Both of those issues can be eased by using a managed cloud service, but IT managers need to keep a close eye on cloud usage to make sure costs don't get out of hand. Also, migrating on-premises data sets and processing workloads to the cloud is often a complex process.
Other challenges in managing big data systems include making the data accessible to data scientists and analysts, especially in distributed environments that include a mix of different platforms and data stores. To help analysts find relevant data, data management and analytics teams are increasingly building data catalogs that incorporate metadata management and data lineage functions. The process of integrating sets of big data is often also complicated, particularly when data variety and velocity are factors.
Keys to an effective big data strategy
In an organization, developing a big data strategy requires an understanding of business goals and the data that's currently available to use, plus an assessment of the need for additional data to help meet the objectives. The next steps to take include the following:
- prioritizing planned use cases and applications;
- identifying new systems and tools that are needed;
- creating a deployment roadmap; and
- evaluating internal skills to see if retraining or hiring are required.
To ensure that sets of big data are clean, consistent and used properly, a data governance program and associated data quality management processes also must be priorities. Other best practices for managing and analyzing big data include focusing on business needs for information over the available technologies and using data visualization to aid in data discovery and analysis.
Big data collection practices and regulations
As the collection and use of big data have increased, so has the potential for data misuse. A public outcry about data breaches and other personal privacy violations led the European Union to approve the General Data Protection Regulation (GDPR), a data privacy law that took effect in May 2018. GDPR limits the types of data that organizations can collect and requires opt-in consent from individuals or compliance with other specified reasons for collecting personal data. It also includes a right-to-be-forgotten provision, which lets EU residents ask companies to delete their data.
While there aren't similar federal laws in the U.S., the California Consumer Privacy Act (CCPA) aims to give California residents more control over the collection and use of their personal information by companies that do business in the state.
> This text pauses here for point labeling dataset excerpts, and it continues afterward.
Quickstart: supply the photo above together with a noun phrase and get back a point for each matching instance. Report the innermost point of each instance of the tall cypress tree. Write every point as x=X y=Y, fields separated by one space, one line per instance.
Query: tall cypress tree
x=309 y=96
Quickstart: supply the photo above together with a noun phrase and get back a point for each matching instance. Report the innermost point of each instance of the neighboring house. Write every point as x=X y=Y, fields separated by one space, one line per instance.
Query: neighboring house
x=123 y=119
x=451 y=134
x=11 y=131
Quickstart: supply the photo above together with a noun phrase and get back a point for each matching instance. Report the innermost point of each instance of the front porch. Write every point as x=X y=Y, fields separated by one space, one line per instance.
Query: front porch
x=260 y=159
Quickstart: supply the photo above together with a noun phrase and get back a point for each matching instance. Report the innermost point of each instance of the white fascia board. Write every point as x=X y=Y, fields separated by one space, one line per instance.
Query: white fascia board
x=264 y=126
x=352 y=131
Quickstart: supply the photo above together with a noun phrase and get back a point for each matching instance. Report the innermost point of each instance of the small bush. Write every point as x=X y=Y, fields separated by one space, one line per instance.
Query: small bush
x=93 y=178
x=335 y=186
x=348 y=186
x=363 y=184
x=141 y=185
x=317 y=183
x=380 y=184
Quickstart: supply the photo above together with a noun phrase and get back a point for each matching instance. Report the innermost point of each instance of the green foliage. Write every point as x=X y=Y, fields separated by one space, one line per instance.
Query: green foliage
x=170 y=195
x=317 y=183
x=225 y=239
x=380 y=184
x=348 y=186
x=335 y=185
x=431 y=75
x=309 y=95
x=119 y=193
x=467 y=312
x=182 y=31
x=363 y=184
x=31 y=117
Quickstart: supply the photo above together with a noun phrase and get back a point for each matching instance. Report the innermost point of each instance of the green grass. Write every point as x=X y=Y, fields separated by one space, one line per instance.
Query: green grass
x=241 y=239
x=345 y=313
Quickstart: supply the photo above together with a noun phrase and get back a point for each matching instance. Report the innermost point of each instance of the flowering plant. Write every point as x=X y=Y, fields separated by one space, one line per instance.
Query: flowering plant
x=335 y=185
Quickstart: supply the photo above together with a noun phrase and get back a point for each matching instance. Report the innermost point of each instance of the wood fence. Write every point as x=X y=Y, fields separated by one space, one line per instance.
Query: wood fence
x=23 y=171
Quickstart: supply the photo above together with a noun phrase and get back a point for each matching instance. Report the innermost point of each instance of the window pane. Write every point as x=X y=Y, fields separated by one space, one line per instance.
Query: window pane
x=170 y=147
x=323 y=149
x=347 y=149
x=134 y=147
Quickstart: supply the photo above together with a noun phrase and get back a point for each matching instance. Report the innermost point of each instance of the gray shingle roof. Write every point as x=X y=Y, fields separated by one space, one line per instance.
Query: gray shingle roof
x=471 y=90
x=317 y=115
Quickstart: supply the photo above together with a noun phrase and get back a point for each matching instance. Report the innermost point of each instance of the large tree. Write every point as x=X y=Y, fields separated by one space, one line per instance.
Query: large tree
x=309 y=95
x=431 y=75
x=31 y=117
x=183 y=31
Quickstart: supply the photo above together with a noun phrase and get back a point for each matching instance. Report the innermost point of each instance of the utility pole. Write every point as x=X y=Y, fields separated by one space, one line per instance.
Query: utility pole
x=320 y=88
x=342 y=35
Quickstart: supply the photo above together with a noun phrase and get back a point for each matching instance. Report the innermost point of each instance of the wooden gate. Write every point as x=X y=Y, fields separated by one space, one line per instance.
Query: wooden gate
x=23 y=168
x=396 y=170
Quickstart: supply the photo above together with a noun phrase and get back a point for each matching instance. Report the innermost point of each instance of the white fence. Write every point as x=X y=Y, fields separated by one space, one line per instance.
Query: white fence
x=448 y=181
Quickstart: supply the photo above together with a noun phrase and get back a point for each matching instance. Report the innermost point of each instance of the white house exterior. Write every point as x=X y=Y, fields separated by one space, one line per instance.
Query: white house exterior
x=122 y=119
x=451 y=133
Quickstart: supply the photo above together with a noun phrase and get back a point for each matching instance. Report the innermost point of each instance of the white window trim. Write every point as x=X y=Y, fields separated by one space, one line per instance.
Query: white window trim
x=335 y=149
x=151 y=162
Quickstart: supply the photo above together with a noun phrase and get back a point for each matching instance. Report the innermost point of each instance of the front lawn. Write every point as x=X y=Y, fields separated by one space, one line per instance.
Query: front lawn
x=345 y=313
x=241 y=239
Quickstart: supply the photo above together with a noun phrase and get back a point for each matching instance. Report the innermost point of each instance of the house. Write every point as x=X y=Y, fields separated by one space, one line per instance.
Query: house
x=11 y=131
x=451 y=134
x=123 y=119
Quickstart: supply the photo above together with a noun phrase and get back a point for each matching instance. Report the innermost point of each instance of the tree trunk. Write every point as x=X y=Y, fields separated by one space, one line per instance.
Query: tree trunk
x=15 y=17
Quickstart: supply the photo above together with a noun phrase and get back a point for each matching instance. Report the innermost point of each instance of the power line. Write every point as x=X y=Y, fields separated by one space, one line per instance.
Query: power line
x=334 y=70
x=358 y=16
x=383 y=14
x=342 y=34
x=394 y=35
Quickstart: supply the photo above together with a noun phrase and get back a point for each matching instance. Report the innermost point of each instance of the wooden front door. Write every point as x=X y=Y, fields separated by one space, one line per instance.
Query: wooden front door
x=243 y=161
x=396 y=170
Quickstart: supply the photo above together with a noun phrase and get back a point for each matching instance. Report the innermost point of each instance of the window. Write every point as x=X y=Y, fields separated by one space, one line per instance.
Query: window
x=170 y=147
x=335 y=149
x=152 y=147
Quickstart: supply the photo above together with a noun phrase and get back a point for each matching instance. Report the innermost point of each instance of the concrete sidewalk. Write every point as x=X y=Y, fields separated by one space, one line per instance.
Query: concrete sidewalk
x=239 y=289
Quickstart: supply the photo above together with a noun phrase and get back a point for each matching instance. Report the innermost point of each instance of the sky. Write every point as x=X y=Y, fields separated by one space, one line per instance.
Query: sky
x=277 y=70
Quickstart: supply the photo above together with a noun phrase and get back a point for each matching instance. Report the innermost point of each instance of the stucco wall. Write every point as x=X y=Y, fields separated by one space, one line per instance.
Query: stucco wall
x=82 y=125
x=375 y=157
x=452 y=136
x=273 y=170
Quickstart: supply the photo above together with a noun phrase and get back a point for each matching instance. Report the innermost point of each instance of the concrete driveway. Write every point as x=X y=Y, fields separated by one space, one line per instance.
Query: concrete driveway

CCPA was signed into law in 2018 and took effect on Jan. 1, 2020.
To ensure that they comply with such laws, businesses need to carefully manage the process of collecting big data. Controls must be put in place to identify regulated data and prevent unauthorized employees from accessing it.
The human side of big data management and analytics
Ultimately, the business value and benefits of big data initiatives depend on the workers tasked with managing and analyzing the data. Some big data tools enable less technical users to run predictive analytics applications or help businesses deploy a suitable infrastructure for big data projects, while minimizing the need for hardware and distributed software know-how.
Big data can be contrasted with small data, a term that's sometimes used to describe data sets that can be easily used for self-service BI and analytics. A commonly quoted axiom is, "Big data is for machines; small data is for people."